Quick Scripts You Can Use Tomorrow

  • Offer: “I’m the pharmacist. I’d like to go over how to take this safely—it’ll take about a minute. Is now okay?”
  • Open: “This is sertraline for mood. Start with one each morning.”
  • Big risk: “In the first weeks you may feel nausea or sleep changes; that’s common and settles. If you have thoughts of self-harm, call us or go to the ER right away.”
  • Teach-back: “Just so I explained it clearly, when will you take this and what side effect should you watch for?”
  • Refusal: “No problem. I can call you later today or tomorrow. What time works?”

How Corporate Policies Help or Hurt

Policies are double-edged. If they mirror OBRA ’90 and you follow them, they validate your practice. If they look good on paper but your workflow prevents compliance—high quotas, no breaks, chronic understaffing—plaintiffs use them to show systemic negligence.

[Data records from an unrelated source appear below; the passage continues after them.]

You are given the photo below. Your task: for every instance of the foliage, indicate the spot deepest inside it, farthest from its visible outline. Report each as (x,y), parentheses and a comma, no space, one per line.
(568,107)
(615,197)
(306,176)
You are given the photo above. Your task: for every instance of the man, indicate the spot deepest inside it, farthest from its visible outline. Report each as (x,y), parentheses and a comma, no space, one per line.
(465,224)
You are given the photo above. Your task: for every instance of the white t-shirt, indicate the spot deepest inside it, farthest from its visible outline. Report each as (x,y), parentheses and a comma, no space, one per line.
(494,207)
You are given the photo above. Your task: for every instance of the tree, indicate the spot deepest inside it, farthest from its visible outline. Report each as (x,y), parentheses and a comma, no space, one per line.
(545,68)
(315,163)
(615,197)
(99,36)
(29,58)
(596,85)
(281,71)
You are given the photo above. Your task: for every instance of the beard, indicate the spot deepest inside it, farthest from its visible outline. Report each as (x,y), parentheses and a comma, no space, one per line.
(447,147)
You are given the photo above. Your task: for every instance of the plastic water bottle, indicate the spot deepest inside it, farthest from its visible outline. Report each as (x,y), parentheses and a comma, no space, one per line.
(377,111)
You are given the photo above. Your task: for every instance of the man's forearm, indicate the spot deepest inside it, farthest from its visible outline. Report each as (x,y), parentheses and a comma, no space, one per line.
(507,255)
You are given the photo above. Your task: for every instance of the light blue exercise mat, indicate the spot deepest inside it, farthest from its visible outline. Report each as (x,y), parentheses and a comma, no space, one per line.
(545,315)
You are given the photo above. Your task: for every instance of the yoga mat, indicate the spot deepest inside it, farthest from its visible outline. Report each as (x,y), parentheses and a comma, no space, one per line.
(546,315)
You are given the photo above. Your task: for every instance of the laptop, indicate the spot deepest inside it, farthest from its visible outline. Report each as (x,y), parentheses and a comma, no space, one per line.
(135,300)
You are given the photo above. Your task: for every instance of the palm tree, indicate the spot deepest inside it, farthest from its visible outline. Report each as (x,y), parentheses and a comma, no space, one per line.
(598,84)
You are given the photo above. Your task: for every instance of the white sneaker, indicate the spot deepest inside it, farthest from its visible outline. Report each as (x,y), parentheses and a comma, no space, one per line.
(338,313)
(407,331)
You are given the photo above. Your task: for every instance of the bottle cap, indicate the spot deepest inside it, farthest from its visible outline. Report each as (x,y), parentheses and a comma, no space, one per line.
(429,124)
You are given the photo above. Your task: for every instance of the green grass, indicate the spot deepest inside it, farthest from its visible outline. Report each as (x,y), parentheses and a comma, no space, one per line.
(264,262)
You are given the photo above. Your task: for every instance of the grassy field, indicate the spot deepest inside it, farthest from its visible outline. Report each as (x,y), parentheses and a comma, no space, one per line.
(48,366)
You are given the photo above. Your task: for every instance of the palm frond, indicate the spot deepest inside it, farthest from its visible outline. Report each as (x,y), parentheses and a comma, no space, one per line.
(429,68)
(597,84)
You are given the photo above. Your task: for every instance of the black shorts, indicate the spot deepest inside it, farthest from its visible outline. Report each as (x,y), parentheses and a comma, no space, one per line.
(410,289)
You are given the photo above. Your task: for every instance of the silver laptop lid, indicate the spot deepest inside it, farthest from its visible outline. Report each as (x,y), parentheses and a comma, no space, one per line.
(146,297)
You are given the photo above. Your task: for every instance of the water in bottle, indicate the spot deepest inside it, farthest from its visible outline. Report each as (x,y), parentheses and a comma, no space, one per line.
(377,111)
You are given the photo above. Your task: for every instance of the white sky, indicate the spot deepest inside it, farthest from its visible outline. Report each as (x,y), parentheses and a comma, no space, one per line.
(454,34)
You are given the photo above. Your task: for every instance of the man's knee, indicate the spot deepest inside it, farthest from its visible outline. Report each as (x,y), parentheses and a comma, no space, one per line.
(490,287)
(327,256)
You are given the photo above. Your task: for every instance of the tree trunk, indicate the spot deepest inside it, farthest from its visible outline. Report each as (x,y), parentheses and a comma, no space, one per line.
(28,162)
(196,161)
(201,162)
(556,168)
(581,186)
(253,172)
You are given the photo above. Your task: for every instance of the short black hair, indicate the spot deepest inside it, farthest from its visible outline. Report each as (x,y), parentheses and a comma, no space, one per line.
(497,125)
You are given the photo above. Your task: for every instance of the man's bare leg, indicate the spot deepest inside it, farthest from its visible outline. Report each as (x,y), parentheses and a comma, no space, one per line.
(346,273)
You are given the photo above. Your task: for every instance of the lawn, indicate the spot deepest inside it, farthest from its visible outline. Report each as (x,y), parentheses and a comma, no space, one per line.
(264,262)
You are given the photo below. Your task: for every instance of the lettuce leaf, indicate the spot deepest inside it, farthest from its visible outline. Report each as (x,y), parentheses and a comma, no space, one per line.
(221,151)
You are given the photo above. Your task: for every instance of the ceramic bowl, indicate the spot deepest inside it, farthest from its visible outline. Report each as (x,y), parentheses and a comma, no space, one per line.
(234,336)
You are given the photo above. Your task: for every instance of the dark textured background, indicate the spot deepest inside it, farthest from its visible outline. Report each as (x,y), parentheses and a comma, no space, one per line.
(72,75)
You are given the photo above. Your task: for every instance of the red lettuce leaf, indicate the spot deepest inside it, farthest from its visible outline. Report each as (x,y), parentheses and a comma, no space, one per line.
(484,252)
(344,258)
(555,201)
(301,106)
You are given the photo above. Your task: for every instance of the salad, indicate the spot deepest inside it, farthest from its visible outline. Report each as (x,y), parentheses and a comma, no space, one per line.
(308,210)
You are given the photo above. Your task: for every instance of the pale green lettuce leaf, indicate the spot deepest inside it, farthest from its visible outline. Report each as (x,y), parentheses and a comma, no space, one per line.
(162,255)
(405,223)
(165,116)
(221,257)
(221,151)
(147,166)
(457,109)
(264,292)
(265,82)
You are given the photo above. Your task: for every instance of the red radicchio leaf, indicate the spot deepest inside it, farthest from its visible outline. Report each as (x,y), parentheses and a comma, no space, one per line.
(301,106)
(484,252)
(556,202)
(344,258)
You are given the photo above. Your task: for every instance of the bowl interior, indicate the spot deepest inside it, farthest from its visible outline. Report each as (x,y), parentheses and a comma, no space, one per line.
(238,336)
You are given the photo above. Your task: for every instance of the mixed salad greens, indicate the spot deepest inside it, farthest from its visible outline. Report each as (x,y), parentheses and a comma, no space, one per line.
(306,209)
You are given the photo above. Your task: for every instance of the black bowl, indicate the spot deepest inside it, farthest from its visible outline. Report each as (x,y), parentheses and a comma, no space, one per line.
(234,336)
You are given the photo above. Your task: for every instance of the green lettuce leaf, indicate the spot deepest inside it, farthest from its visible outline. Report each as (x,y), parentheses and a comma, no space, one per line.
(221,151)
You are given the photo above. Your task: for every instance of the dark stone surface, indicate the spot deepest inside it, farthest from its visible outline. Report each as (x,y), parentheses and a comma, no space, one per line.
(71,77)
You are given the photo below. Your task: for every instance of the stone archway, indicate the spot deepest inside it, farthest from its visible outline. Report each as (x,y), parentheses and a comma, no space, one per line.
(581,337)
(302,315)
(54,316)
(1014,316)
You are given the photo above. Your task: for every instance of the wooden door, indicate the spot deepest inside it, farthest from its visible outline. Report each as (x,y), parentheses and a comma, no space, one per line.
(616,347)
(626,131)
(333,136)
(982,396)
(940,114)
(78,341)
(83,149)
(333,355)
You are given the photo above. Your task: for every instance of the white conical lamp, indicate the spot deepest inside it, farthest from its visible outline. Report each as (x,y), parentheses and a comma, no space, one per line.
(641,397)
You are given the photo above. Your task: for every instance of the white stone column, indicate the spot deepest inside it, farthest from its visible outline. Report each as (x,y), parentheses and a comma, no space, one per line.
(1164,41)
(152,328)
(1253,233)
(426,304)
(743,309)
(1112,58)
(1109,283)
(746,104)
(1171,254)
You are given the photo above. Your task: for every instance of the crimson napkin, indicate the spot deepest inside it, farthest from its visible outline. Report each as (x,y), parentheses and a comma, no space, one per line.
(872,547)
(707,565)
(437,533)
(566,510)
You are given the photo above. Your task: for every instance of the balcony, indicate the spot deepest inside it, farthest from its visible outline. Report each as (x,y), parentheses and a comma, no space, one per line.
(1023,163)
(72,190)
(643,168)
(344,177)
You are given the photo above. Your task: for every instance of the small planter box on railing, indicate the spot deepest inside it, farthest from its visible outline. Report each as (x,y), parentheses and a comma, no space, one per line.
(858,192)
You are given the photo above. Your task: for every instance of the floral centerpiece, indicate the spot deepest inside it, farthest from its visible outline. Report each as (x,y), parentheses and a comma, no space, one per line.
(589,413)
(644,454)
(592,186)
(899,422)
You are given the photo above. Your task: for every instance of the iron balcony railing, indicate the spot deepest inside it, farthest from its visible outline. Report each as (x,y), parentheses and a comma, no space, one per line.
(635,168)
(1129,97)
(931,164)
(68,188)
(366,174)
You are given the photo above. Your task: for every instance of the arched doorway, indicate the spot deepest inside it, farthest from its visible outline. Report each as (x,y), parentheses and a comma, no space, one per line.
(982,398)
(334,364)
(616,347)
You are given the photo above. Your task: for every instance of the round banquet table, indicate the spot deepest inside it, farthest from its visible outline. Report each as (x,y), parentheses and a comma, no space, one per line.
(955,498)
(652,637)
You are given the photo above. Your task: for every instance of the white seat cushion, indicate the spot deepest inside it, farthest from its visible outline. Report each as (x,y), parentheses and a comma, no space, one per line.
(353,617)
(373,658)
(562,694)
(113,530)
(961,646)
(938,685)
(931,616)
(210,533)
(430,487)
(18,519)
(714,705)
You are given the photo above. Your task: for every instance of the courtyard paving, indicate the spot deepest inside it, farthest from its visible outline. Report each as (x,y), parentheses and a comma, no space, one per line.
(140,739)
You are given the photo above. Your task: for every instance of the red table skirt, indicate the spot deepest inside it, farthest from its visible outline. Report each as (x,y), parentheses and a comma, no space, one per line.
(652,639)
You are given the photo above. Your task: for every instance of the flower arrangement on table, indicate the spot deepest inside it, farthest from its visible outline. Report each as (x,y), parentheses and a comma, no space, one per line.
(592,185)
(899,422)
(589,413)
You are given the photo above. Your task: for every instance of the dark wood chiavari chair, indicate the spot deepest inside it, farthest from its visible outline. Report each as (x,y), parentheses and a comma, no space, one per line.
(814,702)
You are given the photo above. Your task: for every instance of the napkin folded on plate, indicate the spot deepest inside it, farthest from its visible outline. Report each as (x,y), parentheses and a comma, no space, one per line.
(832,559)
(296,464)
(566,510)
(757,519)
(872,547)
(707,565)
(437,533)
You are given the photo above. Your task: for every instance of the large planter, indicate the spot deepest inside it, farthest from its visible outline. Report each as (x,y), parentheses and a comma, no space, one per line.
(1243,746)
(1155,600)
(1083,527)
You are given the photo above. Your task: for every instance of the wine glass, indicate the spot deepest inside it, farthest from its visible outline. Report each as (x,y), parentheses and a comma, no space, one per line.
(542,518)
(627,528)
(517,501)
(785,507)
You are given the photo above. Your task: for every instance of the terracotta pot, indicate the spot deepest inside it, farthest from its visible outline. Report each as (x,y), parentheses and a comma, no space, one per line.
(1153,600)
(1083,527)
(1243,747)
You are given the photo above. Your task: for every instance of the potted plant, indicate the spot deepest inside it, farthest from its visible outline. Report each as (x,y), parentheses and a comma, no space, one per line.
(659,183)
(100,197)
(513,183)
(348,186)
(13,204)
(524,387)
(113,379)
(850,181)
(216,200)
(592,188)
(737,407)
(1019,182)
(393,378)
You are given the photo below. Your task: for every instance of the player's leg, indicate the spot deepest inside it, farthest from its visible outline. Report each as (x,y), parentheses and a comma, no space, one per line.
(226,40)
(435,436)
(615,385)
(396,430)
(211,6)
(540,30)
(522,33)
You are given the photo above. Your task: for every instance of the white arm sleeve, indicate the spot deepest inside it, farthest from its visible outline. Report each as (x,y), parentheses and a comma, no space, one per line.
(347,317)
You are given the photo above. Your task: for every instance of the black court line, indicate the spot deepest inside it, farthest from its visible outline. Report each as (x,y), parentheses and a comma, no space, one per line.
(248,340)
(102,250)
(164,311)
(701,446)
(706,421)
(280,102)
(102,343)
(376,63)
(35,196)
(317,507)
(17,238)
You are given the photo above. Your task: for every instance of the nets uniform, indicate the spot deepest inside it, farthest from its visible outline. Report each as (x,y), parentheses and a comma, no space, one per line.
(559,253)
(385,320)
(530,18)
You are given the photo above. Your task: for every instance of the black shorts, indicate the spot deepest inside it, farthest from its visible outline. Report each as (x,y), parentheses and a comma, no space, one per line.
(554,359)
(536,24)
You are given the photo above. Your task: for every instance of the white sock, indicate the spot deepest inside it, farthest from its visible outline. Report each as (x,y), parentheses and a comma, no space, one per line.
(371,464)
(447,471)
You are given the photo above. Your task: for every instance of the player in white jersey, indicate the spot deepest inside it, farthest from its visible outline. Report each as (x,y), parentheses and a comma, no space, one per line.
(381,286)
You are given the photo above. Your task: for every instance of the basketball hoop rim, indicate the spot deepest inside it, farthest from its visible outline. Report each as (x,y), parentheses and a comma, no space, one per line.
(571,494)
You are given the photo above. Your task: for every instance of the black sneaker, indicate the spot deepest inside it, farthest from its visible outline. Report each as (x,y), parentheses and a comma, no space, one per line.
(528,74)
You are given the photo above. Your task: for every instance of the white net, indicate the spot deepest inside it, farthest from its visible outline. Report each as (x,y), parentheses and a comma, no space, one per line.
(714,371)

  • Align metrics with safety: measure documented counseling rates on new/high-alert meds, not just wait times.
  • Staffing: document requests for coverage when volume spikes. It explains why you delayed, not skipped, counseling.
  • Training: keep records showing techs know how to offer counseling and escalate to the pharmacist.

Bottom Line

“Any questions?” is not counseling. It is a missed chance to prevent harm and weak protection in court. OBRA ’90 and state rules define what you must do: review the therapy prospectively and provide meaningful, pharmacist-led counseling when the patient accepts. Use simple, active scripts, teach-back, and targeted warnings. Document the offer, the substance, and the circumstances. Build a workflow that works in busy, real settings. These steps protect patients first—and, by doing so, protect you.

This article is general information for pharmacists and does not replace legal advice. Consult your state board regulations and your counsel for jurisdiction-specific guidance.